You want teams to work independently. This doesn't mean that they work in isolation, but rather they they are free to act according to their abilities and understanding of the situation. An architect can help them understand the wider ecosystem and predict tomorrow's weather, so to speak, but the team should remain autonomous.
Concurrent work #
I'm assuming that an organisation has multiple teams because they're supposed to work concurrently. While team A is off doing one thing, team B is doing something else. You can attempt to herd them in the same general direction, but beware of tight coordination.
What's the problem with coordination? Isn't it a kind of collaboration? Don't we consider that beneficial?
I'm not arguing that teams should be antagonistic. Like all metaphors, we should be careful not to take the savannah metaphor too far. I'm not imagining that one team consists of lions, apex predators, killing and devouring other teams.
Rather, the reason I'm wary of coordination is because it seems synonymous with synchronisation.
In Code That Fits in Your Head I've already discussed how good practices for Continuous Integration are similar to earlier lessons about optimistic concurrency. It recently struck me that we can draw a similar parallel between concurrent team work and parallel computing.
For decades we've known that the less synchronization, the faster parallel code is. Synchronization is costly.
In team work, coordination is like thread synchronization. Instead of doing work, you stop in order to coordinate.

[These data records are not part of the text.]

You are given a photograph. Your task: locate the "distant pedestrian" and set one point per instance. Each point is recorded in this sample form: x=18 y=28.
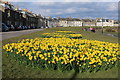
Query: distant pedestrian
x=93 y=29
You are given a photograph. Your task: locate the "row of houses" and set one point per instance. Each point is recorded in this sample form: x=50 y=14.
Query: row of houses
x=15 y=16
x=76 y=22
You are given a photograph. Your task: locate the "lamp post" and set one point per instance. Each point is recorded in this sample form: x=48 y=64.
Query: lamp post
x=102 y=25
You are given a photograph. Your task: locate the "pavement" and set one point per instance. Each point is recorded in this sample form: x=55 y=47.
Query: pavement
x=10 y=34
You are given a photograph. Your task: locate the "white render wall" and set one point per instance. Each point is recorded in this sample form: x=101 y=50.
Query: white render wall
x=105 y=24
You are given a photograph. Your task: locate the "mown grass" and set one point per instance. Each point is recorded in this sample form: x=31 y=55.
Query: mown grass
x=14 y=69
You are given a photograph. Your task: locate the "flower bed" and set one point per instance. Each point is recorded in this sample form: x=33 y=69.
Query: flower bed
x=66 y=53
x=61 y=34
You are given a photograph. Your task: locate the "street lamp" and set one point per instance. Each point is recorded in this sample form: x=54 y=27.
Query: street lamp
x=102 y=25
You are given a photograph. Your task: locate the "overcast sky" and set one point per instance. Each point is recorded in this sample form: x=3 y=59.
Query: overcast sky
x=72 y=8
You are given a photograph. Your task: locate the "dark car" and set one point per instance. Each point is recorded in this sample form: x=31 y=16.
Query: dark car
x=18 y=27
x=4 y=27
x=28 y=27
x=23 y=27
x=11 y=27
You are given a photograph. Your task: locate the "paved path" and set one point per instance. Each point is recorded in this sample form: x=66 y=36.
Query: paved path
x=10 y=34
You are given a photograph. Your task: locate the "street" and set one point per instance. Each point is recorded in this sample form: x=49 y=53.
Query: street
x=10 y=34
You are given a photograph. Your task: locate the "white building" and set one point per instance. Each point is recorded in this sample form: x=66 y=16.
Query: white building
x=70 y=22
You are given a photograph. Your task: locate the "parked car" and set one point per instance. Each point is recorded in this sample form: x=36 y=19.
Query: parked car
x=4 y=27
x=32 y=27
x=28 y=27
x=11 y=27
x=18 y=27
x=23 y=27
x=42 y=27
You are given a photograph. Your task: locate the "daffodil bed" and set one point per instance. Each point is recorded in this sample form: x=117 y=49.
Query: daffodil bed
x=66 y=53
x=61 y=34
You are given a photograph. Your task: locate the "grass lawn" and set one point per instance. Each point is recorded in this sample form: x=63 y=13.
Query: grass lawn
x=14 y=69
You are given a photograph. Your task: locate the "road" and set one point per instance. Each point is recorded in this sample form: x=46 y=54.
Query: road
x=10 y=34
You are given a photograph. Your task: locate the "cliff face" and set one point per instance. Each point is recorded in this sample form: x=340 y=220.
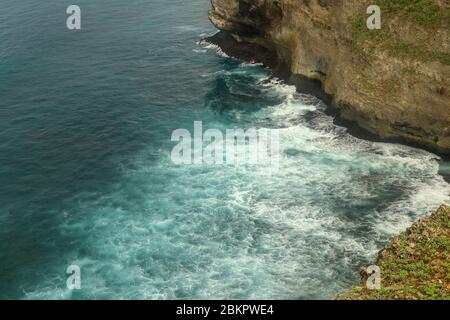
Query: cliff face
x=414 y=266
x=394 y=82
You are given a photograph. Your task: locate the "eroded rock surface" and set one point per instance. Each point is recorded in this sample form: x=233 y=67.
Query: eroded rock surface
x=393 y=82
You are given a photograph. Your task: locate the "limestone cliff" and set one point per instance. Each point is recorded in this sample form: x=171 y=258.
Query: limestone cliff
x=393 y=82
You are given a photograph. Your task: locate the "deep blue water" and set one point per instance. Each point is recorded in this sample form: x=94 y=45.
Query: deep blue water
x=86 y=177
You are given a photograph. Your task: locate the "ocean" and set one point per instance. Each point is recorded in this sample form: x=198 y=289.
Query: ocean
x=87 y=178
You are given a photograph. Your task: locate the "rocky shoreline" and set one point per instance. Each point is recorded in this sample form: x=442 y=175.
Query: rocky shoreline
x=317 y=46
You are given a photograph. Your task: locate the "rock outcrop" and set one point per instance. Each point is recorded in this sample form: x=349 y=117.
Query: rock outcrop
x=414 y=266
x=393 y=82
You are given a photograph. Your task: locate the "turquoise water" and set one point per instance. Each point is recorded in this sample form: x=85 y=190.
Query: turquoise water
x=87 y=179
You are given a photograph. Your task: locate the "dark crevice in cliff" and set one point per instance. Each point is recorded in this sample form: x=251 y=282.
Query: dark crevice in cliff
x=250 y=52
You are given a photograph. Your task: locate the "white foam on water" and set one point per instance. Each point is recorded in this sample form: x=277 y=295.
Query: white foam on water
x=225 y=232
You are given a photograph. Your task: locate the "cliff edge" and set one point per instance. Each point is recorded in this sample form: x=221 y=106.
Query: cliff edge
x=416 y=265
x=393 y=82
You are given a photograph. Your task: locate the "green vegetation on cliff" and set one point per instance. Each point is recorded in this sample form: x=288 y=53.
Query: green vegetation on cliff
x=416 y=265
x=428 y=16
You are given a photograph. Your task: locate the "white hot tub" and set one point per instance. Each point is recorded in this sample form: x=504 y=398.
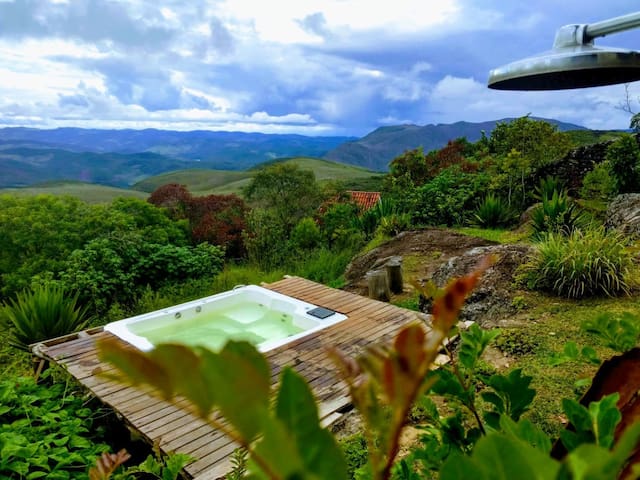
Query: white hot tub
x=260 y=316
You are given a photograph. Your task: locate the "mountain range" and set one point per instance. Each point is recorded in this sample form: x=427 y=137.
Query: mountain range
x=378 y=148
x=124 y=157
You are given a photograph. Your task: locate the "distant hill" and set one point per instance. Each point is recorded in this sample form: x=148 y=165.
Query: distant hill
x=87 y=192
x=202 y=181
x=220 y=150
x=22 y=166
x=378 y=148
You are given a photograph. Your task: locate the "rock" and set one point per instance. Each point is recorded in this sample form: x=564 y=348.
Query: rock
x=572 y=169
x=492 y=298
x=525 y=218
x=623 y=214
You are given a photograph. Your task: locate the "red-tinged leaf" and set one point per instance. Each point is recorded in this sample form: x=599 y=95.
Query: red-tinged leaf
x=183 y=366
x=135 y=366
x=447 y=307
x=389 y=380
x=409 y=345
x=349 y=368
x=107 y=463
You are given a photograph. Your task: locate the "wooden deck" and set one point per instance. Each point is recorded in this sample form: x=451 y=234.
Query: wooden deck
x=176 y=430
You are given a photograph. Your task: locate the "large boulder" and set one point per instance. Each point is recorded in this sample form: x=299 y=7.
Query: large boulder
x=492 y=299
x=623 y=214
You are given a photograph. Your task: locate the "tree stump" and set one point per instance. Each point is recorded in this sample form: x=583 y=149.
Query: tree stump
x=378 y=285
x=394 y=273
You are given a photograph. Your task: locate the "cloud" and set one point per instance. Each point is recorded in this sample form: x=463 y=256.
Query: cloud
x=332 y=66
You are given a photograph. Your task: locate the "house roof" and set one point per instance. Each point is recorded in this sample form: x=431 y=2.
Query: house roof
x=364 y=200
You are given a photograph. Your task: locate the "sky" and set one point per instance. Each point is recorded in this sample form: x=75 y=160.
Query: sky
x=312 y=67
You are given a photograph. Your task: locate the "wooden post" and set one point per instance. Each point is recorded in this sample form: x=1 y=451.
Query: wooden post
x=394 y=272
x=378 y=285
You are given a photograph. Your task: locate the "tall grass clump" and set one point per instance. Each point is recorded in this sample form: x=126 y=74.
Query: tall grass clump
x=324 y=266
x=556 y=214
x=46 y=311
x=583 y=264
x=493 y=212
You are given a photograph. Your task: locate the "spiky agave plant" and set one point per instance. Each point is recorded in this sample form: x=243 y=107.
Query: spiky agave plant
x=43 y=312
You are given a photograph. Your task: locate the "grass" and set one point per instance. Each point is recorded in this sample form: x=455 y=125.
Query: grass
x=494 y=234
x=547 y=326
x=198 y=181
x=204 y=182
x=87 y=192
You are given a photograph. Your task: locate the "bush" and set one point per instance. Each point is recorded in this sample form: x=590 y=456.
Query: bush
x=306 y=234
x=583 y=264
x=45 y=312
x=556 y=214
x=449 y=198
x=265 y=239
x=598 y=183
x=47 y=431
x=355 y=453
x=493 y=212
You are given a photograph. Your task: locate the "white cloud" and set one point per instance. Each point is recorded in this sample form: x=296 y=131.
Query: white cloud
x=307 y=66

This implies that one thread or team has to wait for the other to catch up.
Unless work is perfectly evenly divided, team A may finish before team B. In order to coordinate, team A must sit idle for a while, waiting for B to catch up. (In development organizations, idleness is rarely allowed, so in practice, team A embarks on some other work, with consequences that I've already outlined.)
If you have more than two teams, this phenomenon only becomes worse. You'll have more idle time. This reminds me of Amdahl's law, which briefly put expresses that there's a limit to how much of a speed improvement you can get from concurrent work. The limit is related to the percentage of the work that can not be parallelized. The greater the need to synchronize work, the lower the ceiling. Conversely, the more you can let concurrent processes run without coordination, the more you gain from parallelization.
It seems to me that there's a direct counterpart in team organization. The more teams need to coordinate, the less is gained from having multiple teams.
But really, Fred Brooks could you have told you so in 1975.
Versioning #
A small development team may organize work informally. Work may be divided along 'natural' lines, each developer taking on tasks best suited to his or her abilities. If working in a code base with shared ownership, one developer doesn't have to wait on the work done by another developer. Instead, a programmer may complete the required work individually, or working together with a colleague. Coordination happens, but is both informal and frequent.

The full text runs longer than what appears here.